The Person of Christ (35): His Unquestioned Death (12)

The Consequences of His Death

We are thinking about blessings, directly attributed in Scripture to the death of Christ, into which, as believers, we came at the moment of conversion. Having looked at redemption and righteousness, we now turn to:

Reconciliation

In Paul’s letter to the Romans, redemption – “the redemption that is in Christ Jesus: Whom God hath set forth to be a propitiation through faith in His blood” (3:24-25), and the righteousness – “being now justified by His blood” (5:9), is clearly stated to be directly consequent upon His death. So also is reconciliation. “When we were enemies, we were reconciled to God by the death of His Son” (5:10).

W. E. Vine explains that the verb most commonly used in the NT for “to reconcile” means “of persons, to change from enmity to friendship.” The corresponding noun (again, according to Vine) denotes “a change on the part of one party, induced by an action on the part of another; in the NT, the ‘reconciliation’ of men to God by His grace and love in Christ.”

Often, when two “parties” are not in a state of peace, it is said that “there are faults on both sides.” Both bear some responsibility for the cause of the problem, and each has a measure of ill will toward the other. It cannot be too strongly emphasized that, when it comes to God and man, this is not so. The fault and the enmity were totally on our side. And the initiative to resolve the situation was totally on God’s side: “Herein is love, not that we loved God, but that He loved us, and sent His Son to be the propitiation for our sins” (1John 4:10).

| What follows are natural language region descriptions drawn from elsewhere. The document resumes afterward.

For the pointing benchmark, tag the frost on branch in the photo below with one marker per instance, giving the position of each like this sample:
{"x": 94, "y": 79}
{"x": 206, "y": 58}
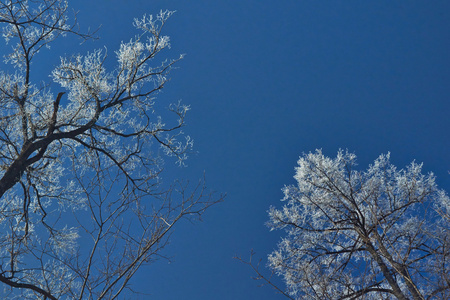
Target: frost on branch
{"x": 382, "y": 233}
{"x": 82, "y": 204}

The details of this work of reconciliation are  given in the last few verses of 2 Corinthians 5, where Paul mentions it in one of its forms (“reconciled,” “reconciling,” “reconciliation”) no fewer than five times in the space of three short verses. Paul makes it clear that it is Christ and His work which forms the basis on which reconciliation is possible: “God was in Christ, reconciling the world unto Himself” (v19). Paul is not merely stating here that God was “in Christ,” but rather that it is in the person and work of Christ that He has brought about reconciliation. That it is His work at Calvary to which he is referring is beyond doubt: “For He [God] hath made Him [Christ] to be sin for us, Who knew no sin; that we might be made the righteousness of God in Him [Christ]” (v21).

In verse 19, Paul vividly brings before us the great mercy of God in His work of reconciliation. He was “reconciling the world unto Himself, not imputing their trespasses unto them.” When He sent His Son, He would have been perfectly righteous in confronting a guilty world with its wrongs, and exacting vengeance. But that is not what He did. On the contrary, by making His Son to be sin for us, He brought about conditions whereby He can offer terms of reconciliation to the world. This is grace indeed!

One can see a parallel with John 3:17:  “God sent not His Son into the world to condemn the world; but that the world through Him might be saved.” Though the world deserved condemnation, God sent His Son to save it; though it deserved to be called to account for its wrongdoing, God has presented it with a genuine and generous offer of reconciliation.

How has God presented this offer to the world? Paul says that He “hath given to us the ministry of reconciliation” (v18) and “hath committed unto us the word of reconciliation” (v19). Paul was deeply conscious of his role as an “ambassador” (v20). Just as an ambassador would come from his ruler carrying a message from that ruler, Paul was an emissary from God, bringing the message of reconciliation to the world – the gospel – with a direct appeal from Christ Himself: “as though God did beseech you by us: we pray you in Christ’s stead, be ye reconciled to God” (v20). God did all that was needed. All that remained was for sinners to respond, and be reconciled to God.

Paul has long since departed from this world, but his writings are part of the Holy Scriptures, and that same message continues to be declared. Christians are we who have gladly responded, and have received reconciliation. Thereby, though few (if any) of us, realized it at the time, we became part of a much bigger picture as far as reconciliation is concerned.

Paul expounds two glorious aspects of this in his prison epistles.

First, speaking of Jews and Gentiles, he writes, “And that He might reconcile both unto God in one body by the cross, having slain the enmity thereby” (Eph 2:16). He explains how this came about: “For He is our peace, who hath made both one, and hath broken down the middle wall of partition between us; Having abolished in His flesh the enmity … for to make in Himself of twain one new man, so making peace” (vv14-15). By reconciling Jews and Gentiles to Himself, He has brought about their reconciliation to one another, so that believers, whatever their background, are one body in our Lord Jesus Christ.

Second, Paul states that the cross is the means by which God will bring the creation back into a state of harmony with Himself: “And, having made peace through the blood of His cross, by Him to reconcile all things unto Himself; by Him, I say, whether they be things in earth, or things in heaven” (Col 1:20). We, however, have already been reconciled: “And you, that were sometime alienated and enemies in your mind by wicked works, yet now hath He reconciled in the body of His flesh through death” (vv21-22). Our reconciliation is part of God’s glorious plan for all things. We are already in the good of that state of peace that is yet future for the cosmos.